Elsevier

Computer Networks

Volume 56, Issue 4, 16 March 2012, Pages 1286-1302
Computer Networks

Path-vector contracting: Profit maximization and risk management

https://doi.org/10.1016/j.comnet.2011.11.004Get rights and content

Abstract

We consider an Internet Service Provider’s (ISP’s) problem of providing end-to-end (e2e) services with bandwidth guarantees, using a path-vector based approach. In this approach, an ISP uses its edge-to-edge (g2g) single-domain contracts and vector of contracts purchased from neighboring ISPs as the building blocks to construct, or participate in constructing, an end-to-end “contract path”. We develop a spot-pricing framework for the e2e bandwidth guaranteed services utilizing this path contracting strategy, by formulating it as a stochastic optimization problem with the objective of maximizing expected profit subject to risk constraints. In particular, we present time-invariant path contracting strategies that offer high expected profit at low risks, and can be implemented in a fully distributed manner. Simulation analysis is employed to evaluate the contracting and pricing framework under different network and market conditions. An admission control policy based on the path contracting strategy is developed and its performance is analyzed using simulations.

Introduction

The Internet consists of several network domains owned and administered by independently operated ISPs. Today’s end-to-end (e2e) Internet services are mostly best-effort without any explicit QoS guarantee mainly due to the fact that “all bets are off” once the traffic crosses into another ISP’s domain. Significant amount of research has been carried out to provide QoS-assured Internet services, most of them focusing on intra-domain QoS guarantees. Though e2e QoS contracts are currently possible via virtual private networks, such possibilities only work with static and long-term contracts. Customers often demand services that require more dynamism and crossing of multiple ISPs, which cannot be realistically accommodated via rigid and static inter-ISP service level agreements (SLAs) in the current Internet architecture. The problem of end-to-end (e2e) QoS provisioning is further complicated due to the size and heterogeneity of users and providers in the Internet. Towards this end, we believe that using path-vector routing principles to construct end-to-end QoS-enabled services hold promise, as it provides a scalable and flexible mechanism for solving the e2e QoS provisioning problem.

In this work, we consider a path-vector based bandwidth contracting framework as a possible future architecture for Internet routing, and attempt to answer if such an inter-domain routing architecture is economically viable from an ISP’s perspective. We develop the necessary tools and techniques that can help ISPs maximize their profitability while meeting their contractual obligations, and thereby satisfying the e2e demands. In particular, we develop a spot-contracting and non-linear pricing framework for e2e services over the Internet for time durations finer than the existing SLAs. An ISP constructs or participates in constructing a set of “contract paths” to destination networks (ISPs) in order to serve its customer base.

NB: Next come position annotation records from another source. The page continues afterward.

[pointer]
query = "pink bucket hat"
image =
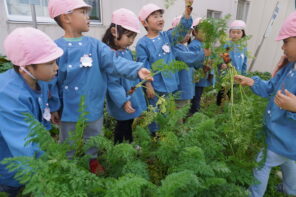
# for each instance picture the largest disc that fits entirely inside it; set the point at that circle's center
(238, 24)
(26, 46)
(196, 22)
(176, 21)
(147, 10)
(288, 29)
(58, 7)
(127, 19)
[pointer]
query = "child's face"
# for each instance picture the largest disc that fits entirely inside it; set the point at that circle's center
(199, 35)
(187, 38)
(289, 48)
(126, 40)
(45, 72)
(235, 34)
(79, 20)
(155, 22)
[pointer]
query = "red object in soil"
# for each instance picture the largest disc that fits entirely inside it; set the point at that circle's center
(132, 90)
(95, 167)
(226, 58)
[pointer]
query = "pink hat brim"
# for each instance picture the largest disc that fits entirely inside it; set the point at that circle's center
(55, 55)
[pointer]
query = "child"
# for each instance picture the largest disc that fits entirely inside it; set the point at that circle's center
(191, 58)
(33, 55)
(83, 71)
(157, 45)
(280, 117)
(238, 53)
(196, 45)
(124, 107)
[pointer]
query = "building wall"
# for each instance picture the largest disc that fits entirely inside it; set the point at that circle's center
(108, 6)
(258, 18)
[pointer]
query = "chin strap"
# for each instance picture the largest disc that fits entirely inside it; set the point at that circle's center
(116, 33)
(26, 71)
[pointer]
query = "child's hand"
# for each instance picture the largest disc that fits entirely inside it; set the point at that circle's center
(188, 3)
(286, 101)
(55, 118)
(283, 61)
(223, 66)
(145, 74)
(245, 81)
(207, 52)
(150, 90)
(188, 8)
(207, 68)
(128, 107)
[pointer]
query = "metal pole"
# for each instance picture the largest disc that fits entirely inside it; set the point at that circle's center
(33, 12)
(266, 34)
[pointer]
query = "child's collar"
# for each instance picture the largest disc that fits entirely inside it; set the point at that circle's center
(73, 39)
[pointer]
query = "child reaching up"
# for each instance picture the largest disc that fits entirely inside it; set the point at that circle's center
(192, 58)
(197, 45)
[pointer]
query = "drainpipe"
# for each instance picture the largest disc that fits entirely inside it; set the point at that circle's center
(266, 34)
(33, 12)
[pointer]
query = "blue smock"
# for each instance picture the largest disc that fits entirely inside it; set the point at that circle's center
(117, 95)
(191, 58)
(206, 81)
(280, 125)
(150, 50)
(83, 71)
(18, 98)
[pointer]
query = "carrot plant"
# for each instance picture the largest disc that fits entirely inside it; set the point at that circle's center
(204, 156)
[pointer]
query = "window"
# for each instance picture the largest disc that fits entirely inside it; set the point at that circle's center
(242, 10)
(213, 14)
(20, 10)
(95, 14)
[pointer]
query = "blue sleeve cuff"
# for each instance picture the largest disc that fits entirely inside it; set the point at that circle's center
(291, 115)
(187, 23)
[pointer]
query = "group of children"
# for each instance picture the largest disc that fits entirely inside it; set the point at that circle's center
(85, 66)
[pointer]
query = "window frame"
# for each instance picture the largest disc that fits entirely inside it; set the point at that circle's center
(245, 11)
(43, 19)
(213, 13)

A customer (which can be an end user or an upstream ISP) can then enter into spot-contracts in order to get a flexible-duration of QoS guaranteed services from itself to the destination networks (ISPs). The QoS metric that we consider in this paper is data rate that can be supported between different source–destination pairs by the ISP. Most of the SLAs involve some form of delay or even loss guarantees. However, such guarantees are typically defined as additional parameters on top of a baseline average and/or maximum traffic rate or bandwidth. The average and maximum rates are more realistic at a more aggregate level, such as peering SLAs. Because of these reasons, we have focused our efforts on formulating the optimization problem just on the bandwidth. It is, however, possible to extend our formulation with other metrics. We could, for example, define utility functions for the provider that depends on the experienced delay. With some changes to our formulation, these can then be incorporated in the objective function to provide delay guarantees. However, the problem of reserving enough bandwidth along the paths would still be the major bottom line. Therefore, we consider only bandwidth as the QoS metric in this paper. Our framework allows the ISP both temporal (by tuning the duration of the contracts it advertises) and spatial (by advertising different prices for contracts crossing its different ingress and egress points) flexibility in contracting. Note that in general, an ISP’s strategy for constructing the contract paths determines its profitability and customer satisfaction.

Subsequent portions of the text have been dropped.